It is crucial to the analysis of this migration that some background information on the cause of this refugee crisis is given. To summarize, the North Vietnamese communist forces were able to overtake the southern portion of the country in a bloody war that lasted from 1955 to 1975. The Northern communists were supported by the Soviet Union, and many Eastern Bloc countries including Czechoslovakia, Poland, and East Germany. On the opposing side, the Capitalist southern government was supported by superpowers such as the United States, Canada, and Australia. The explicit or covert involvement of major world powers means that this war was a proxy war. Both sides were supported by opposing superpowers fighting over control of an area. The war ended with the fall of Saigon in 1975 to the communist forces of Ho Chi Minh. What resulted was the continued persecution of capitalists and dissidents to the new authoritarian government. Many of those who fled Vietnam to escape persecution were South Vietnamese capitalists, who believed in the principles of freedom, equality, tolerance, and respect.
The Vietnamese people brought a factor to Canadian society that was extremely important and beneficial to the society at large. This factor was their entrepreneurship. Following the integration of these refugees into Canada, many of them set up their own small businesses, which were important to the growth of the Canadian economy. It was in this instance that the Vietnamese people’s entrepreneurial spirit showed us that they were important to Canada as a whole, and were worthy Canadians.
Upon the arrival of these refugees into Canada, they were generally well respected among Canadians for their hard-working attitude and willingness to integrate into Canadian society. A big part of the settlement of these refugees into Canada was their ability to maintain traditional Vietnamese culture, while also adopting the culture of their new home. In contrast to many refugee groups in the modern era, these Vietnamese migrants did not demand that Canadian society make accommodations for them and their culture. Rather, they were thankful that Canadians had allowed them to take refuge in their country. This was a very important factor concerning the settlement of these refugees into Canada.
Another part of the settlement of these refugees into their new home was the fact that they were only brought in if Canada was able to support them. These refugees were dependent on the goodwill of the Canadian people to support them, as they migrated into a completely unfamiliar land. The system created helped Vietnamese migrants to settle in Canada and be financially and socially secure.
The Vietnamese were successfully brought into a society in which they had no experience, and within a short span of time, had become productive members of society. This can be compared to the modern Syrian refugee crisis, where many were pushed out of their country out of fear of persecution during a civil war.
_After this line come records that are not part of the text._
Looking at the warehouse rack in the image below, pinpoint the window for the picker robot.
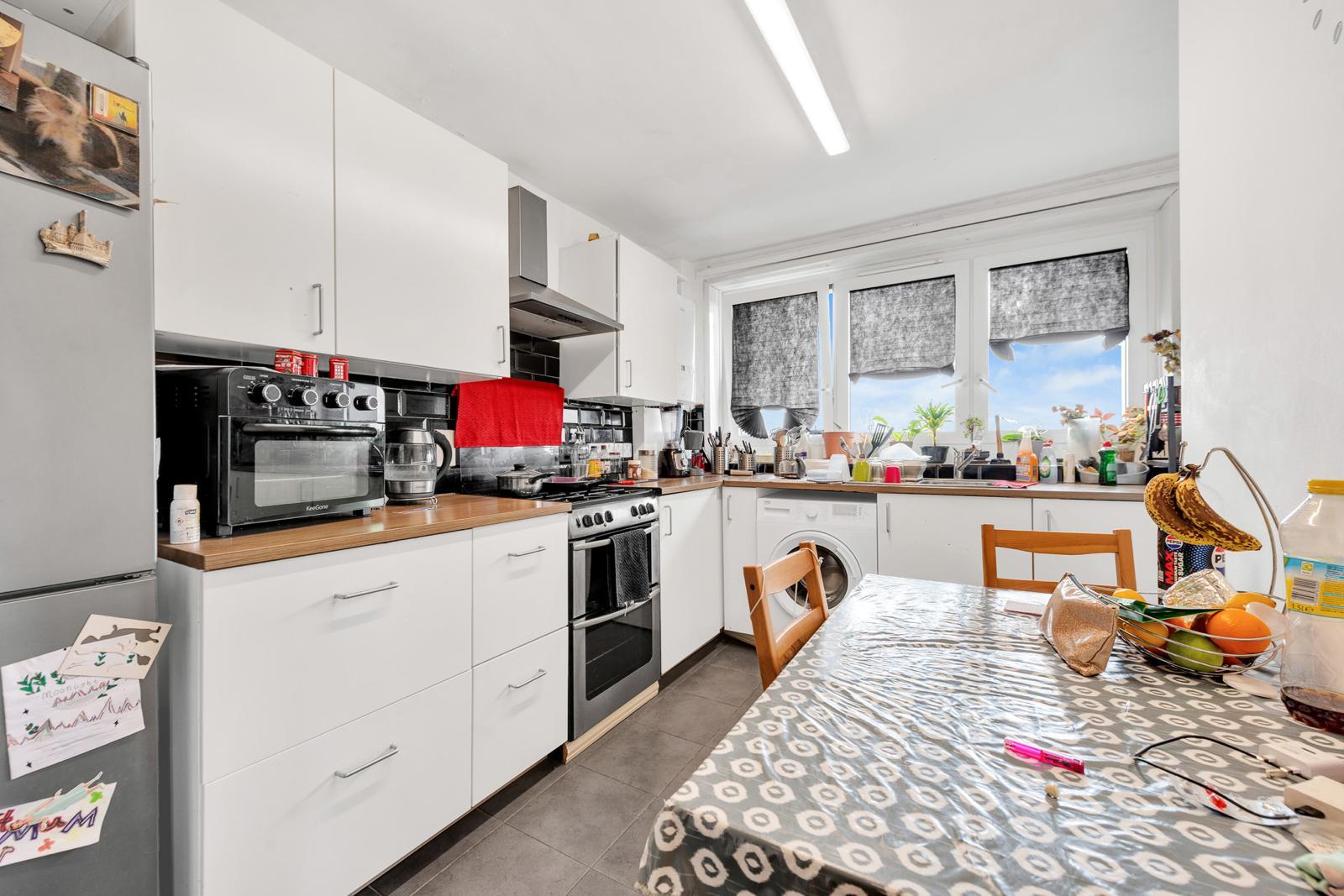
[723,282,831,439]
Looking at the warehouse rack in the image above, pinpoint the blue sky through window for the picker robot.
[988,336,1124,432]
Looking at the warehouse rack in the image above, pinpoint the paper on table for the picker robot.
[0,647,145,779]
[60,614,172,679]
[0,779,117,867]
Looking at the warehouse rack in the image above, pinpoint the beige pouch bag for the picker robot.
[1040,575,1120,677]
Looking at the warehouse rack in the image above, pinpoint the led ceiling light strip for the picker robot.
[746,0,849,156]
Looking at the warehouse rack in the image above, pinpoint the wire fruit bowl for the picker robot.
[1093,592,1284,679]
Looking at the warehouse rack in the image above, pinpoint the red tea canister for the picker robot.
[276,348,304,374]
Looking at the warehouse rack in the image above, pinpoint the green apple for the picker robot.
[1167,629,1223,672]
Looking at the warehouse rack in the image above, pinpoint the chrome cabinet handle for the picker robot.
[508,669,546,690]
[336,744,401,778]
[313,284,327,336]
[332,582,402,600]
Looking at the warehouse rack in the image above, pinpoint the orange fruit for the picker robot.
[1120,619,1167,650]
[1223,591,1275,610]
[1208,607,1268,657]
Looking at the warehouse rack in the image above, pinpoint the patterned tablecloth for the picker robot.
[637,576,1344,896]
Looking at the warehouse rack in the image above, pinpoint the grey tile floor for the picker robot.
[358,641,761,896]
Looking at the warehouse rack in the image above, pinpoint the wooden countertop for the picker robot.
[706,474,1144,501]
[159,495,570,572]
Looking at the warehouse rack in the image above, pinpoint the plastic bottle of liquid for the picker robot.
[1279,479,1344,733]
[168,485,200,544]
[1097,442,1117,485]
[1017,438,1040,482]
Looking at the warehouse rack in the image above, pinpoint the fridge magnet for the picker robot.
[0,13,23,112]
[0,56,139,208]
[59,612,172,679]
[0,647,145,779]
[89,85,139,134]
[0,773,117,867]
[38,211,112,267]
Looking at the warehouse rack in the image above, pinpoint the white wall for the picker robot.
[1180,0,1344,596]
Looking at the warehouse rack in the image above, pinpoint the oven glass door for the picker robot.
[227,419,383,525]
[574,596,657,701]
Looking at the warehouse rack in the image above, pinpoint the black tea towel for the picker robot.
[612,529,649,607]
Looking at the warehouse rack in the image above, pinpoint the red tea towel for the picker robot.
[457,379,564,448]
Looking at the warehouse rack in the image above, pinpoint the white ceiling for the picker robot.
[215,0,1178,259]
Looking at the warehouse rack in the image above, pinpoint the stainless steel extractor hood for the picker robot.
[508,186,621,338]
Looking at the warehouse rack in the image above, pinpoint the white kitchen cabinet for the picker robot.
[472,515,570,663]
[470,627,570,804]
[334,71,509,376]
[722,488,762,639]
[559,237,677,405]
[1031,498,1158,592]
[676,296,697,403]
[202,671,472,896]
[659,489,723,673]
[878,495,1032,584]
[134,0,336,354]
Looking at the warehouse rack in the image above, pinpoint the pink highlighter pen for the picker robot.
[1004,737,1087,775]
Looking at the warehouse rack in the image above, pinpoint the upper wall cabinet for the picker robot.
[560,237,679,405]
[336,72,508,376]
[136,0,336,352]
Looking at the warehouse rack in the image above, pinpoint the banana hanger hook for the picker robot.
[1179,442,1284,594]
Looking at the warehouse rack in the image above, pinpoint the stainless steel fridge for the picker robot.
[0,0,160,896]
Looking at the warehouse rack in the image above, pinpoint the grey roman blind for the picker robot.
[990,249,1129,361]
[849,277,957,383]
[731,293,822,439]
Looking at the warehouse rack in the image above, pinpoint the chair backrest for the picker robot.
[742,542,828,688]
[979,524,1137,594]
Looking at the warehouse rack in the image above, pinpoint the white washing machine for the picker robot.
[757,490,878,632]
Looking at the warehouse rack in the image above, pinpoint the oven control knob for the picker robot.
[251,383,282,405]
[289,385,318,407]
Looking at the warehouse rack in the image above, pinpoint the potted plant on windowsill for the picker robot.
[1116,405,1147,461]
[916,401,957,464]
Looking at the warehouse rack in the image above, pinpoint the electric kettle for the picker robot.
[383,426,453,501]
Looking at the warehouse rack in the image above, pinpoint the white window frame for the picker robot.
[719,277,835,453]
[832,260,973,432]
[958,230,1158,438]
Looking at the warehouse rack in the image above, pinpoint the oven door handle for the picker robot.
[571,522,659,551]
[244,423,378,438]
[574,596,654,631]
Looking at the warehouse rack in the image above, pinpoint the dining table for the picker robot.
[636,575,1344,896]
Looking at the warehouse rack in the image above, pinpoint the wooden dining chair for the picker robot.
[742,542,828,688]
[979,524,1137,594]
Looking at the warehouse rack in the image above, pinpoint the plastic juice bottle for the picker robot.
[1097,442,1117,485]
[1017,439,1040,482]
[1040,439,1057,482]
[1279,479,1344,733]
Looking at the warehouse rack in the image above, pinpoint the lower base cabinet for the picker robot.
[469,626,570,804]
[202,672,472,893]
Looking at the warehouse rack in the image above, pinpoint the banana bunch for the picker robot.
[1144,464,1261,551]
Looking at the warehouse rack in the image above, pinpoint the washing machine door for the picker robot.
[769,532,863,616]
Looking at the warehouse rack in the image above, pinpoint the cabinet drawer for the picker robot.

However, the government handled this refugee crisis completely differently from the one that proved to be successful in the past. Rather than allowing Canadian families to sponsor refugee families, the Canadian government brought in more refugees than could be handled, and as a result, they were not properly assimilated into Canadian society. As a result of this mismanagement, rather than having a support system that integrates refugees into Canada, these refugees were simply put into the whole of Canadian society and expected to prosper on their own. The exact opposite has happened. The unemployment rate for Syrian refugees is astronomically high in comparison to the rest of Canada, and many of them wish for Canada to conform to their culture, rather than the other way around. In the case of the Vietnamese refugees, they were thankful to the Canadian people for supporting them in a time of need and were willing to conform to Canadian culture, customs, and values if need be, while also maintaining their own heritage. It is entirely debatable whether or not the same can be said for the Syrian refugee crisis.
It can be seen that the Vietnamese people who took refuge in Canada, fleeing communist persecution were properly integrated into Canadian society in a way that proved to be beneficial to all parties involved. The support system of using Canadian families to sponsor Vietnamese refugee families proved to be a great system that allowed refugee families to integrate into Canadian society at large, before being put into the country to survive on their own, with no support whatsoever. Seeing as this system has proved itself to be a more than adequate method of integrating refugees from a war-torn country into Canadian society,t is crucial that this system is used in the future to properly integrate refugees, rather than through mismanagement and supporting more than can be handled.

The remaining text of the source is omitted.